In Experiments 1.1 and 1.2, for the final project we'll be ablating over the performance metric that we use. Currently, we're using the win rate for each position as the performance metric, but hopefully in the final project we'll be able to change that to something a little more sophisticated.
The idea for this is basically the same as the previous experiments; the difference is that instead of few-shot learning from chess to other games, we'll be many-shot learning from other games to chess, since chess has an abundance of data that we can just abuse. The pre-training on other games should make less and less difference as we increase the number of shots taken to learn chess. Here, since we have a preset performance metric (Stockfish), we don't ablate over the performance metric. Instead, we ablate over the number of shots taken.
- Train SIMPLE on each board game we have configured. Record training time.
- Use the learned SIMPLE agent to generate data. For each position we generate, we can have SIMPLE play games itself from that position. The move predicted from that position is the the output of our neural net.
- Train neural networks to predict the numerical value given the position. We will try a) training from scratch, and b) transfer learning. For now, we should probably just stick to training from scratch. Inputs will be board state, with pieces encoded as one-hot encoders.
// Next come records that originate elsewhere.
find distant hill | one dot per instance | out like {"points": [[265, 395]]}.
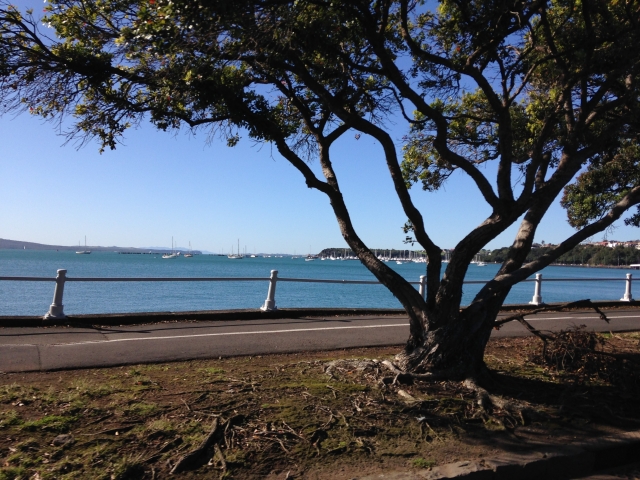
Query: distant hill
{"points": [[20, 245]]}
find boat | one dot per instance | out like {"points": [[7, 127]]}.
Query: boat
{"points": [[188, 255], [85, 251], [172, 254], [236, 256]]}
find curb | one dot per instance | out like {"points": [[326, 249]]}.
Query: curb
{"points": [[550, 462], [246, 314]]}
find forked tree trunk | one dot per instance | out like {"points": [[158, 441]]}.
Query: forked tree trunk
{"points": [[455, 348]]}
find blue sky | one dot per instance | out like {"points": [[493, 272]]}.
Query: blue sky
{"points": [[159, 185]]}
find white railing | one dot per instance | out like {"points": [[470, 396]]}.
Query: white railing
{"points": [[56, 310]]}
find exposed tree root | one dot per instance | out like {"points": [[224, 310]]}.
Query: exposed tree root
{"points": [[205, 451]]}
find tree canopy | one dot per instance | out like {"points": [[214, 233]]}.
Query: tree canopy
{"points": [[547, 91]]}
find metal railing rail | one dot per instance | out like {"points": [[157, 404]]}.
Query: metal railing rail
{"points": [[56, 310]]}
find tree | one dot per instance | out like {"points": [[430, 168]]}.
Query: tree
{"points": [[543, 93]]}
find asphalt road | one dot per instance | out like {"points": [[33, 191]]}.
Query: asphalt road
{"points": [[53, 348]]}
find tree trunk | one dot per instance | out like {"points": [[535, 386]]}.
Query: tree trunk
{"points": [[455, 348]]}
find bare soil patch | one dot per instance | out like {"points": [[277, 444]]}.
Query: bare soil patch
{"points": [[300, 416]]}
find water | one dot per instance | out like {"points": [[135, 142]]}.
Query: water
{"points": [[34, 298]]}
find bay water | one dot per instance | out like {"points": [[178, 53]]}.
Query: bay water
{"points": [[34, 298]]}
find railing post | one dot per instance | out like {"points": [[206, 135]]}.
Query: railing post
{"points": [[423, 286], [537, 297], [627, 291], [56, 310], [270, 302]]}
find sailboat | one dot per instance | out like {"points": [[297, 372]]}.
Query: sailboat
{"points": [[236, 256], [85, 251], [172, 254]]}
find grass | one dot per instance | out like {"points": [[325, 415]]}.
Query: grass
{"points": [[284, 415]]}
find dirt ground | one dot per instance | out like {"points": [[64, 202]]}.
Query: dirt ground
{"points": [[301, 416]]}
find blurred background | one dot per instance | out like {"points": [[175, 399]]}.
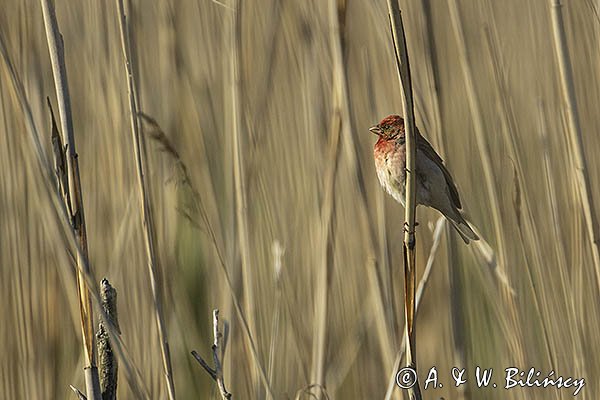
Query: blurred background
{"points": [[309, 239]]}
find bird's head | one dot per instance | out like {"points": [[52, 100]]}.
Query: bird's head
{"points": [[391, 127]]}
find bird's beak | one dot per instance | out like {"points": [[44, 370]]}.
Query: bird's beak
{"points": [[376, 130]]}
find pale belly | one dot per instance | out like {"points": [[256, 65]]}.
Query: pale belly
{"points": [[392, 178]]}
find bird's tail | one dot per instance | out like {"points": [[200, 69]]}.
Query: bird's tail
{"points": [[464, 230]]}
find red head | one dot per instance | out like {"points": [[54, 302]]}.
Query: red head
{"points": [[389, 128]]}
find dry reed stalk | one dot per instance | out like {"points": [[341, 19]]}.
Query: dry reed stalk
{"points": [[239, 174], [350, 146], [410, 273], [476, 113], [579, 169], [74, 201], [492, 194], [337, 11], [146, 212], [437, 236], [69, 236]]}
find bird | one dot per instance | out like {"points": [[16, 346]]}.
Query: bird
{"points": [[435, 187]]}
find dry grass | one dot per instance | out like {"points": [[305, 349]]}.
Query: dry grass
{"points": [[293, 175]]}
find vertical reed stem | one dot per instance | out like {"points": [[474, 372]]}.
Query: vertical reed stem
{"points": [[146, 212], [580, 167], [401, 51], [75, 198]]}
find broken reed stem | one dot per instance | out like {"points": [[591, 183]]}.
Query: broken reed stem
{"points": [[401, 52], [437, 235], [146, 212], [580, 167], [74, 202], [218, 352], [63, 220]]}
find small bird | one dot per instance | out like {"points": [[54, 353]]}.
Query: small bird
{"points": [[435, 186]]}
Each neural net will have an initial layer that's unfrozen, which will act as the encoder/embedding layer. The output for the milestone should be a move. This may be challenging since the action space differs based on the board state.
- We only have concrete data on the best move for chess. Therefore, our base neural nets will be trained on (input, output) = (position, SIMPLE prediction) for non-chess games and fine-tuned on chess for testing.
- Figure out positional encodings? simultaneous task learning?
- Antichess game environment
- Figure out how to load existing game environments into SIMPLE
- Figure out how to bootstrap semi-played positions into SIMPLE
- Recreate results from https://www.ai.rug.nl/~mwiering/GROUP/ARTICLES/ICPRAM_CHESS_DNN_2018.pdf
- Generate data for Connect 4/Stratego- needs SIMPLE to be bootstrapped first.
- Chess game environment
- Checkers game environment
- Connect-4 game environment
- Discussion with Eric (Ian)
- Minimax + Alpha Beta Pruning skeleton
- GameTree Data Structure
- Added Chess position evaluation CNN to benji branch
- Chess doesn't have en passant or promotion choice enabled (always queen). Isn't super necessary at the moment.
- Stratego reserved for a later date when I have had some sleep and have the mental capacity to code it because it's arguably more coding than chess.